The test result for maths are normally destributed . The mean is 46 % and the standerd deviation is 4. What percentage of student obtains a mark :
a) less than 49
B) within 1.8 standard deviations from the mean
A. The math is right, interpretation is not. If your mean is 46, and you are being asked for scores LESS THAN a statistic that is higher than the mean (49), then your answer should be at least 50%. Do you see why? If the test scores are normal (and they are), then 50% of the scores will be less than the mean, and 50% will be higher than the mean. You are being asked for scores less than a score higher than the mean, which means you are being asked for the area under the normal curve to the left of your score (the 49). What kind of z-table are you using. If you are using one that just has one half of the table (meaning it goes from 0 to 3.5), then you have to be careful on how you use that, as it is not a CUMMULATIVE z-score table. In your case, you need to find 0.75 and the percentage associated with it (which is indeed 0.2734) and then ADD .5 to it.
B. For part B we are being asked to find the percentage of scores that are within 1.8 standard deviations from the mean. Note that they did not tell us above or below, but simply within. That means we have to find two statistics. Remember what a z-score is; it is the number of standard deviations a statistic is away from the mean, a mean that is part of a normal population. So if we are being asked for test statistics 1.8 within the mean, that means we need to find the statistics that will give us a z-score of plus or minus 1.8:
You can take it from here.
For the question a i understood why add the .5 because of the 50 50 around the mean
for the question b i need the stats X so rearaging the furmula around the x the question gives the z score of 1,8
So for the Z= 1.8 the Stats will be 53.2
and the Z-1.8 the stats will be 38.8
thanks for the help .. very much appreciated ..

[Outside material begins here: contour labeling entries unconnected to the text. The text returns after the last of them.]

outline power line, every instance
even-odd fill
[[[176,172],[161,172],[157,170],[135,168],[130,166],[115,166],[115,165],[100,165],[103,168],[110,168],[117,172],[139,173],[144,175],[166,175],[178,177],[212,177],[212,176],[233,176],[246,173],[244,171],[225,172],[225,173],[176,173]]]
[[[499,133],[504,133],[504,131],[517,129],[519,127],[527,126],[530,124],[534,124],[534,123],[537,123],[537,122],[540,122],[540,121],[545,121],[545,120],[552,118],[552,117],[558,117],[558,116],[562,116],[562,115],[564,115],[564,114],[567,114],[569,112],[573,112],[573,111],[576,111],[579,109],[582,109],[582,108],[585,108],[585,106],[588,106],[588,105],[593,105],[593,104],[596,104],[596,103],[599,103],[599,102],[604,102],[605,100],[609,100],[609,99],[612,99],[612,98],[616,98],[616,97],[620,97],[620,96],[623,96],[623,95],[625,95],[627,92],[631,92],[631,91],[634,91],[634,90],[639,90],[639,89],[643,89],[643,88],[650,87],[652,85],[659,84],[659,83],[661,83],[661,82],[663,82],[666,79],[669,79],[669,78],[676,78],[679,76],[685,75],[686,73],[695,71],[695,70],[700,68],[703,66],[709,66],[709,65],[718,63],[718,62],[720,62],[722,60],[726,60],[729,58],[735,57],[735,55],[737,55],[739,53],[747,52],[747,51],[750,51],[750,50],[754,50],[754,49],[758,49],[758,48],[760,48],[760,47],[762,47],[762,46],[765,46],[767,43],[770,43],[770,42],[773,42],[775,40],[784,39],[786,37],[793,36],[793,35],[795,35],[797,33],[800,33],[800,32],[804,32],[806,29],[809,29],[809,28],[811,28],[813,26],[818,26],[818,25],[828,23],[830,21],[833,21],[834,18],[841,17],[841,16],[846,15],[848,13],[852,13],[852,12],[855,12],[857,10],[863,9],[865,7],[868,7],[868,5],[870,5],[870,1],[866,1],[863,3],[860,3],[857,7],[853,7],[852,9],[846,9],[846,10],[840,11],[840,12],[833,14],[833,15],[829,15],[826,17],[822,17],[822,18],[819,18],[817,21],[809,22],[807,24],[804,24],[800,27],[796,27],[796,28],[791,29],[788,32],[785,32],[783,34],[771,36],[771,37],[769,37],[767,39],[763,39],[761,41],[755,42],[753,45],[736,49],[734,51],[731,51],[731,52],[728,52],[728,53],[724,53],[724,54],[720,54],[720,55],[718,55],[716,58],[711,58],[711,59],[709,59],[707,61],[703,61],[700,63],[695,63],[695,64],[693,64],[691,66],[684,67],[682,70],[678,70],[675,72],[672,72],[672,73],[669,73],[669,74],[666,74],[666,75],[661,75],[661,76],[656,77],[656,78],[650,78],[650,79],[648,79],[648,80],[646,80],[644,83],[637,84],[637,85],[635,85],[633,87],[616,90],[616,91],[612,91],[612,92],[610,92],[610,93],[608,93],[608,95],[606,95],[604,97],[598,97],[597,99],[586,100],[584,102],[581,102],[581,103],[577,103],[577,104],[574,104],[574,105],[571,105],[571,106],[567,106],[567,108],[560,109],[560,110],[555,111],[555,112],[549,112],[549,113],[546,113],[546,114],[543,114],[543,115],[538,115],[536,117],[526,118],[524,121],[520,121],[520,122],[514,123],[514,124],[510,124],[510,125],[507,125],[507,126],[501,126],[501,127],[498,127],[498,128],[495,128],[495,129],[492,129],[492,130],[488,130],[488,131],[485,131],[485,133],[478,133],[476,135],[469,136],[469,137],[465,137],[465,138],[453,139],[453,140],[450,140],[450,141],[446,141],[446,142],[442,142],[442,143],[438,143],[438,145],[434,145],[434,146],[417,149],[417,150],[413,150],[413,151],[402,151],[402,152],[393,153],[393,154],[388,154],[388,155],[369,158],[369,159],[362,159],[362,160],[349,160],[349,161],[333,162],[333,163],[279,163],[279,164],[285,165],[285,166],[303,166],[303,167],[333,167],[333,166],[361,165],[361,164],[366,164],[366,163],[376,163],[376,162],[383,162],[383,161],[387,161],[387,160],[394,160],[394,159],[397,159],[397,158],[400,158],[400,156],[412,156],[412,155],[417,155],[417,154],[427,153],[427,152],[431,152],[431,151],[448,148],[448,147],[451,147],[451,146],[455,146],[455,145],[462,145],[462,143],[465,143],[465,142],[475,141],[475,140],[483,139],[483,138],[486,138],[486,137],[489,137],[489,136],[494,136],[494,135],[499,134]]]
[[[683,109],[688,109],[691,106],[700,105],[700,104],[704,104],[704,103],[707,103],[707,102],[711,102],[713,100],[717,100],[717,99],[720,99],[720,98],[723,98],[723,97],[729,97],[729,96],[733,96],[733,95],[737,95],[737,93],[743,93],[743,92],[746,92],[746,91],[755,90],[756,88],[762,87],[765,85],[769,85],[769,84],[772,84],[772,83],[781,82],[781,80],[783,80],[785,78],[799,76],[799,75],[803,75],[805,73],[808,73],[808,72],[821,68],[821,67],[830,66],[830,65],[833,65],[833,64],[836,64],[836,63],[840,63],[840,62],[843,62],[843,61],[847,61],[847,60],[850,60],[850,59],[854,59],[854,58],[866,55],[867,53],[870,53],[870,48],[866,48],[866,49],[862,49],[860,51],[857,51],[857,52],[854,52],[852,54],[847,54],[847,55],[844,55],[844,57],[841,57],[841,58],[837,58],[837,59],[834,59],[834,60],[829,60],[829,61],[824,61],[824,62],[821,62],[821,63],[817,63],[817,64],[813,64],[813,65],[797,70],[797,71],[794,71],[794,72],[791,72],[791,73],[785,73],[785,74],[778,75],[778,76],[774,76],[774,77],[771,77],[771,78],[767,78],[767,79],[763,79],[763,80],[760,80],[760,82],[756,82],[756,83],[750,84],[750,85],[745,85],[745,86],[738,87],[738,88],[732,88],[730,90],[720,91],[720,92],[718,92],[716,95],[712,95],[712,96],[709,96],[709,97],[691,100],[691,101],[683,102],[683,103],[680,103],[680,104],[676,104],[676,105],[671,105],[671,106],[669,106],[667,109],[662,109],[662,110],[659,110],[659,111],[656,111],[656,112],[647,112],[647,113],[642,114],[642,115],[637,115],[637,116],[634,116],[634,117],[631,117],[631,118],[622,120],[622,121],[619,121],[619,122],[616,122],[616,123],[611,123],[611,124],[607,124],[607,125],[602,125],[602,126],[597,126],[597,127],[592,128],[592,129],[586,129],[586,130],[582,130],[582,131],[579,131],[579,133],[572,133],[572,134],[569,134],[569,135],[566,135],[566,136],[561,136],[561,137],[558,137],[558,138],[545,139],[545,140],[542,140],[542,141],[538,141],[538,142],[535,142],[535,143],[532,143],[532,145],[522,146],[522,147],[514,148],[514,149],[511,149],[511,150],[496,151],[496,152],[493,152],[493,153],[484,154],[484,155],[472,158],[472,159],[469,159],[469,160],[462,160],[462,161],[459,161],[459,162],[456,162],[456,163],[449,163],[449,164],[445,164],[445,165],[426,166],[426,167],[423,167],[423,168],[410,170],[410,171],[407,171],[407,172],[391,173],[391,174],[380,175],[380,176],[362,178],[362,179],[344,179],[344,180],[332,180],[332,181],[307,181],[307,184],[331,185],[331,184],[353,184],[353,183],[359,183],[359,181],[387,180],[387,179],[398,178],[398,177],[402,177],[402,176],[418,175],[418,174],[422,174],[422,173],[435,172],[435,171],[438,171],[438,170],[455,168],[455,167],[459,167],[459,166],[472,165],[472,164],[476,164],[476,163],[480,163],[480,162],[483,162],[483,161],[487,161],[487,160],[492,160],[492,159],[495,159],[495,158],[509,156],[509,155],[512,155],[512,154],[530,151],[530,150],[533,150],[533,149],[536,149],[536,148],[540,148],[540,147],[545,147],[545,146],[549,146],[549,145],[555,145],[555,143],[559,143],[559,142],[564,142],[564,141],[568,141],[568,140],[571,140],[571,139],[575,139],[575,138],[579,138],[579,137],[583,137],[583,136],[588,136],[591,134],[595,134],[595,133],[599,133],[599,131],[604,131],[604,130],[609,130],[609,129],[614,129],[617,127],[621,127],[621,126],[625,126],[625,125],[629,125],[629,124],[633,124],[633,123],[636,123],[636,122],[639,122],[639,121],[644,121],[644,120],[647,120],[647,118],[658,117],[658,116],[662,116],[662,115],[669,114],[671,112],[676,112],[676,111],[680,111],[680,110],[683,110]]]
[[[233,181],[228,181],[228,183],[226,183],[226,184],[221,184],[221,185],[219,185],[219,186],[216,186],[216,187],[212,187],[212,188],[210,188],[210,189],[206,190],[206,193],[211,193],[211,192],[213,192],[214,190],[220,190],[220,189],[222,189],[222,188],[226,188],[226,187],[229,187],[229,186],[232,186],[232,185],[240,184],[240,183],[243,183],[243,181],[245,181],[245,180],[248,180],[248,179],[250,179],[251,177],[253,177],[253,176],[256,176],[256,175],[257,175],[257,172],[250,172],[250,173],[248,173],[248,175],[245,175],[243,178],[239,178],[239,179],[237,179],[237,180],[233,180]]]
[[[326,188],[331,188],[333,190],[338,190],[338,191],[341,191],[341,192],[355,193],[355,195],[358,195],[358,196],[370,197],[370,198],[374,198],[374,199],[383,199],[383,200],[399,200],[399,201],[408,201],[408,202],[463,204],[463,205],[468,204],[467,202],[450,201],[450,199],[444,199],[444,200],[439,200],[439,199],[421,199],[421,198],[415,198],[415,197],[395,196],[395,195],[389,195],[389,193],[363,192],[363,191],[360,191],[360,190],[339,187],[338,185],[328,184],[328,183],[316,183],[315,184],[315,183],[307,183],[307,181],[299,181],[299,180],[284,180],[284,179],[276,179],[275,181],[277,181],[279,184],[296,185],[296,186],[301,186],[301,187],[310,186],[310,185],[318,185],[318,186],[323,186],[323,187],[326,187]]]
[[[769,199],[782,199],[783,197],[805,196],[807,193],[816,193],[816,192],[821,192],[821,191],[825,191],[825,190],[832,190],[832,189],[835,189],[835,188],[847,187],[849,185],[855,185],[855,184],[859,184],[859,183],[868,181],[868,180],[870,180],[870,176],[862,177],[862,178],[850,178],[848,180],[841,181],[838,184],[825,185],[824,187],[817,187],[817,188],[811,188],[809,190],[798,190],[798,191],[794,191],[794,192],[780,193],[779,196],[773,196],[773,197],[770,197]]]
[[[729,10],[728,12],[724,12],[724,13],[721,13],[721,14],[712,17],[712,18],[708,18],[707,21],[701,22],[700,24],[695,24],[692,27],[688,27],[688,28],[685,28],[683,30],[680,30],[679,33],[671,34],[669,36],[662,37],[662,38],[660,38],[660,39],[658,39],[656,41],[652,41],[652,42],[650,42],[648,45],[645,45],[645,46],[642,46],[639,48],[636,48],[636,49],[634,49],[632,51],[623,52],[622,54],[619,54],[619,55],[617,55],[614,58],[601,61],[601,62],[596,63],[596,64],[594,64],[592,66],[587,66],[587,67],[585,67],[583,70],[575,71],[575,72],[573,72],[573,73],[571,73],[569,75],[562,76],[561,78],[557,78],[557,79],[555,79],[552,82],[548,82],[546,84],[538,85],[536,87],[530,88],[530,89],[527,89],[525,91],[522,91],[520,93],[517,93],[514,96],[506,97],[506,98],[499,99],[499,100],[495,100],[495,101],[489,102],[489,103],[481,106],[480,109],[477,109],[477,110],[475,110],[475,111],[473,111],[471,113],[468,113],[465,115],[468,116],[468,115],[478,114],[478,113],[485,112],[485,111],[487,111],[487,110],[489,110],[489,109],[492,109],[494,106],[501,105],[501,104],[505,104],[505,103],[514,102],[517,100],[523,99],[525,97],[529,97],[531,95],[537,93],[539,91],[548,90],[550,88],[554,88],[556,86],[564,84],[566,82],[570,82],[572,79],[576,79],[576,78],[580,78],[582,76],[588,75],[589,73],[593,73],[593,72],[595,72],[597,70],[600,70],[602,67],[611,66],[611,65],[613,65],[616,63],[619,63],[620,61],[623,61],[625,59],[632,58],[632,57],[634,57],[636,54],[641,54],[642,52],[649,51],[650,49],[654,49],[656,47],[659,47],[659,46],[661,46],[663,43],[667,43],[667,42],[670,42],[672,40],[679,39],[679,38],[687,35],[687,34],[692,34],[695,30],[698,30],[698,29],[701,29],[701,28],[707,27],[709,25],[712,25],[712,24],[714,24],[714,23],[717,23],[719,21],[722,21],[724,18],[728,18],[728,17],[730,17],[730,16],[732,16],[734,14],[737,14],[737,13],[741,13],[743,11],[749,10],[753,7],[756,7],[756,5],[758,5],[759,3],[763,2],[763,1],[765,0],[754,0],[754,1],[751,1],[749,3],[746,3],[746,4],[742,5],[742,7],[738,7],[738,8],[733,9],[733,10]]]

For problem b, you are already given the z score! Some normal distribution tables just give the probability from 0 to z. With one of those, look up the probability for z between 0 and 1.8 and double it. That uses the fact that the normal curve is symmetric about z= 0.
Others give the probability from negative infinity to z, but only for z positive. With one of those, look up the probability for z= 1.8, double it and subtract 1 from that. That's because, if the probability from negative infinity to z is P, then the probability from z to positive infinity is 1- P. Because the normall distribution is symmetric, that is also the probability from negative infinity to -z and that you want to subtract off: P-(1-P)= 2P- 1.